One of the first lessons we learned about weather was to watch out for the strong HI that fills in immediately behind a LO pressure system, cold front or norther, whatever you prefer to call it.

Our first overnight passage aboard Winterlude was from Cape Fear Inlet, NC outside to Charleston, SC — luckily our friends, Dave & Carolyn Shearlock, of fame — were with us.  We waited for weather and after the “bad weather” went through, we figured we were good to go south.  We were all looking forward to getting as far south as we could in the 10 day window we had (we were all still working then).  Unfortunately, what we DIDN’T have a clue about is if there’s a strong HI behind the LO, often the wind can be stronger than forecast.

Here’s NOAA’s surface analysis from October 6, 2001 — the day before we were departing, showing the lousy weather.  The next day, see surface analysis below October 6, you can see the storms cleared out & there was nothing that looked scary in this surface analysis.  So we left Cape Fear Inlet.

Nasty weather on October 6, 2001. Waiting for a weather window, we decided the following morning should be good to jump outside & sail south.

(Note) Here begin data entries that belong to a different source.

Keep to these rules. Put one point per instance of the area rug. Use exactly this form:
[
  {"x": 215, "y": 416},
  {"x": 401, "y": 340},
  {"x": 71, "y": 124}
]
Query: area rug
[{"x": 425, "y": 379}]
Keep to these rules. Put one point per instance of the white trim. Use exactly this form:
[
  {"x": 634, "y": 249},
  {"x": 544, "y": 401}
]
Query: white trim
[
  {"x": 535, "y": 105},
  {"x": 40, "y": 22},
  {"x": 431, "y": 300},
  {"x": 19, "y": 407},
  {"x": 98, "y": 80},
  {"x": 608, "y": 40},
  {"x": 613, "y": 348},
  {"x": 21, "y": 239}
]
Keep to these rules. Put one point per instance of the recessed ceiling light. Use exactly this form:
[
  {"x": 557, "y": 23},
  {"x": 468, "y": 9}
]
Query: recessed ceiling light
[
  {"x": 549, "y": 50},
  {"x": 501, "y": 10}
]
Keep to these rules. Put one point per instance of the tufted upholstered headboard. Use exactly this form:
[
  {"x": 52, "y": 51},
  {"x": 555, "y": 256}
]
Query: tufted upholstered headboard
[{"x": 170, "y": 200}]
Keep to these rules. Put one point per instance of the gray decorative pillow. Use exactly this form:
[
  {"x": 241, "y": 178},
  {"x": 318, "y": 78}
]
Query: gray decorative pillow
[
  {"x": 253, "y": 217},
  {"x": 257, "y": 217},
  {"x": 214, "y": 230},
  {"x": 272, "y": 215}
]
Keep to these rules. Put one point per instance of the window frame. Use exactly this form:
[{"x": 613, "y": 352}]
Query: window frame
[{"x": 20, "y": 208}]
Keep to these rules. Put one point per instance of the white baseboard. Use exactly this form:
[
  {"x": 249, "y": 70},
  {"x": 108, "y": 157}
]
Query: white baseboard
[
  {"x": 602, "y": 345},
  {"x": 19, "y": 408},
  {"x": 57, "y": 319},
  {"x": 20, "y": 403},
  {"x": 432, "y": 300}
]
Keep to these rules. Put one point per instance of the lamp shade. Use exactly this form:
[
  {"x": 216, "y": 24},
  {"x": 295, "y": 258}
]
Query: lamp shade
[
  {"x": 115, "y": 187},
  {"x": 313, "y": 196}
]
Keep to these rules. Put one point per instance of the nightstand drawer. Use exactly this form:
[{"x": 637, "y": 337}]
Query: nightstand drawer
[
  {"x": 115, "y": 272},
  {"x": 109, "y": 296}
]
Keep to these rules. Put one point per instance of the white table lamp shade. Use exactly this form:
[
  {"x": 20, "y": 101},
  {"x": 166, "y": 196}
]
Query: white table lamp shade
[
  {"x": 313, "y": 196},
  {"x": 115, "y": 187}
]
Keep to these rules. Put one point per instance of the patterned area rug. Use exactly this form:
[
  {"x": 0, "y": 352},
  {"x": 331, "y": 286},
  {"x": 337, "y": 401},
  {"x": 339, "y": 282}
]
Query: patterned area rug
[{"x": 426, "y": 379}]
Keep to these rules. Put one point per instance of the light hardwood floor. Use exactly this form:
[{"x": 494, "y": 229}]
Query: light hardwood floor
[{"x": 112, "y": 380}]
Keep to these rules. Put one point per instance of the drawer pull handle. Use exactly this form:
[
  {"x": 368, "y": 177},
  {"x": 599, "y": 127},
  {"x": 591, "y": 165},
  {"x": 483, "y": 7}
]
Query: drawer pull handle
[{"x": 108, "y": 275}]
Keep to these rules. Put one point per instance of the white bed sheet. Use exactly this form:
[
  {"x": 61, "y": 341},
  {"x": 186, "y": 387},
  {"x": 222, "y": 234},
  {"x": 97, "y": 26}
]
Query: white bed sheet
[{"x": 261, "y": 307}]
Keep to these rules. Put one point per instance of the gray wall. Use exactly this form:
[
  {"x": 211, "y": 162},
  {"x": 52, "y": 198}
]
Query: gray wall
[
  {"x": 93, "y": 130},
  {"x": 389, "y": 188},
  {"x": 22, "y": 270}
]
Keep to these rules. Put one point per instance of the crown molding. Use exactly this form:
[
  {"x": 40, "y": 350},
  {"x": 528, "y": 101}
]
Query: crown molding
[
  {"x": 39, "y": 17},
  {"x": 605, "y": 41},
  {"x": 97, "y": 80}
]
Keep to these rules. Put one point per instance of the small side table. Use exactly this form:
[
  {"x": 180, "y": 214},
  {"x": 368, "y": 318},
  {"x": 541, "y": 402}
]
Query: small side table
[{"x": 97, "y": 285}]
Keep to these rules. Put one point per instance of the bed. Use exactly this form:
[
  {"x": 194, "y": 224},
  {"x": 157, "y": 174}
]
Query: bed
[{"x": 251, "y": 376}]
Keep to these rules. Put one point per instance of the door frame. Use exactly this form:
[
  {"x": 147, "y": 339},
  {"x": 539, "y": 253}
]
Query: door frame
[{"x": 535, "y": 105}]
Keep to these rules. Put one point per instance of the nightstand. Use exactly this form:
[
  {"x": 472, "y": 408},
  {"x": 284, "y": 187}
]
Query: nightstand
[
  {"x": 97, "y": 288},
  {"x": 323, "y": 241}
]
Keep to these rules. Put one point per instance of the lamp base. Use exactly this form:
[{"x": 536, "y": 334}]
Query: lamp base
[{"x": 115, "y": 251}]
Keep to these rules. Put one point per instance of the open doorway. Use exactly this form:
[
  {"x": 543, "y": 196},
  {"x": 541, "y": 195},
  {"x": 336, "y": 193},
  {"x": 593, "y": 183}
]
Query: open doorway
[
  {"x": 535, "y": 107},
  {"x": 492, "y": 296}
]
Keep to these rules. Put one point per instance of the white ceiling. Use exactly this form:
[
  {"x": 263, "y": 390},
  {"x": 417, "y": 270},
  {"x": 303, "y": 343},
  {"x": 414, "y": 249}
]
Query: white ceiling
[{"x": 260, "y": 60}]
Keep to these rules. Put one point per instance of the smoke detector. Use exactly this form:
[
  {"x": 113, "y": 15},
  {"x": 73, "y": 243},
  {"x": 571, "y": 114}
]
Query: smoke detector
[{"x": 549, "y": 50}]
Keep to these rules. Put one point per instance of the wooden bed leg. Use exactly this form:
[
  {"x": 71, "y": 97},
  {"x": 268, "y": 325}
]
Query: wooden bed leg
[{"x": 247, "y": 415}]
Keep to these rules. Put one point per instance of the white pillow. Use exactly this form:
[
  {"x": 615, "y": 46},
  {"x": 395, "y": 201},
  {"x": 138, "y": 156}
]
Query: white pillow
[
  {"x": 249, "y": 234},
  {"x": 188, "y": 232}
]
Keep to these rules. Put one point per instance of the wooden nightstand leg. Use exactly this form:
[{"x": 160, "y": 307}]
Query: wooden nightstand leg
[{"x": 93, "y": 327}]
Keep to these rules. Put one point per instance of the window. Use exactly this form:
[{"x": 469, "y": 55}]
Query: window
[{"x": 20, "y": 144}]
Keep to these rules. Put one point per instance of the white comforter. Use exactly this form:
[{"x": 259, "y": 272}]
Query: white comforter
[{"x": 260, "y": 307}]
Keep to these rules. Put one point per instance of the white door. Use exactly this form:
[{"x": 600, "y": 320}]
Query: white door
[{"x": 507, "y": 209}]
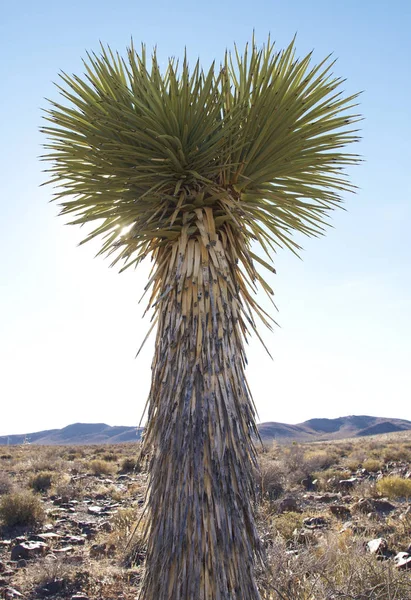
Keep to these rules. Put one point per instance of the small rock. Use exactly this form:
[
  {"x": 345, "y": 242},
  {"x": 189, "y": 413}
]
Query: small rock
[
  {"x": 64, "y": 550},
  {"x": 44, "y": 537},
  {"x": 328, "y": 498},
  {"x": 304, "y": 536},
  {"x": 288, "y": 504},
  {"x": 10, "y": 593},
  {"x": 28, "y": 550},
  {"x": 339, "y": 510},
  {"x": 51, "y": 588},
  {"x": 95, "y": 510},
  {"x": 382, "y": 505},
  {"x": 107, "y": 526},
  {"x": 348, "y": 484},
  {"x": 402, "y": 560},
  {"x": 21, "y": 563},
  {"x": 377, "y": 546},
  {"x": 98, "y": 550},
  {"x": 75, "y": 539},
  {"x": 315, "y": 522}
]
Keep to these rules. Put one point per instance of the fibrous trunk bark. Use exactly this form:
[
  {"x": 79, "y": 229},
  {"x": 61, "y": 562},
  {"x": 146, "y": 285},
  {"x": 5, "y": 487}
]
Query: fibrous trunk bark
[{"x": 202, "y": 542}]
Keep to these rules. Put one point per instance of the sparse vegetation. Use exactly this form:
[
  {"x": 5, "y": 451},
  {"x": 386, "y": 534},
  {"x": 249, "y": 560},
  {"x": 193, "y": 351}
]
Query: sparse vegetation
[
  {"x": 100, "y": 467},
  {"x": 317, "y": 554},
  {"x": 41, "y": 482},
  {"x": 394, "y": 487},
  {"x": 21, "y": 508}
]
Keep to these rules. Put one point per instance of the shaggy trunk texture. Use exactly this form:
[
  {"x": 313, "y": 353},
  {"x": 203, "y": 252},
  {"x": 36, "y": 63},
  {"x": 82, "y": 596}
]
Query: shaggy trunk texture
[{"x": 202, "y": 542}]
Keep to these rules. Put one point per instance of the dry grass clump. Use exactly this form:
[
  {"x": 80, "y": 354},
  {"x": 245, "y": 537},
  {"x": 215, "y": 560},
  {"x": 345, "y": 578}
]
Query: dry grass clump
[
  {"x": 21, "y": 508},
  {"x": 101, "y": 467},
  {"x": 336, "y": 567},
  {"x": 373, "y": 465},
  {"x": 287, "y": 524},
  {"x": 126, "y": 536},
  {"x": 6, "y": 485},
  {"x": 394, "y": 487},
  {"x": 129, "y": 465},
  {"x": 273, "y": 479},
  {"x": 396, "y": 453},
  {"x": 67, "y": 488},
  {"x": 41, "y": 482}
]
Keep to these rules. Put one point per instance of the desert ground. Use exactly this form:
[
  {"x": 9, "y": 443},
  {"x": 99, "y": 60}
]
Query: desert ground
[{"x": 334, "y": 517}]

The next day, October 7, 2001, the early morning surface analysis looked good & we left Cape Fear Inlet. See that innocent looking H over Kentucky? It’s NOT so innocent!

Imagine our surprise to suddenly overnight between Oct 7 & 8 to have the winds & seas increase to just under gale force — Force 7, blowing 35 & what seemed to us to look like GIANT waves that absolutely must be going to crash over the stern and into the cockpit. And at the same time brilliant GORGEOUS sunny day.  It’s not supposed to be so windy on such a brilliantly beautiful day!

Photos never seem to show the trauma — the wind blowing the tops of the waves into spray, the giant sets of 3 waves that tower above the stern, but David’s face shows a bit of the trauma the following morning when we looked for the closest inlet we could get in and get OUT of this wind.

Luckily sailing weather forecasting has come a long way since 2001 and we can use WindFinder, Buoyweather or Chris Parker if it’s in one of his coverage areas for more specific forecasting.  Most of the professionals recognize that a strong HI behind a LO may increase the pressure gradient to the point that the wind is stronger after the storm when all indications look like it should be a beautiful sunny day.  The next day, October 8, shows that innocent HI sitting closer to the east coast.

So watch out for a strong HI following a LO pressure system.  The pressure gradient may be stronger than normal. We’ve seen it happen many times since and have been surprised many times. But finally we recognize the possibility and are on the watch for it.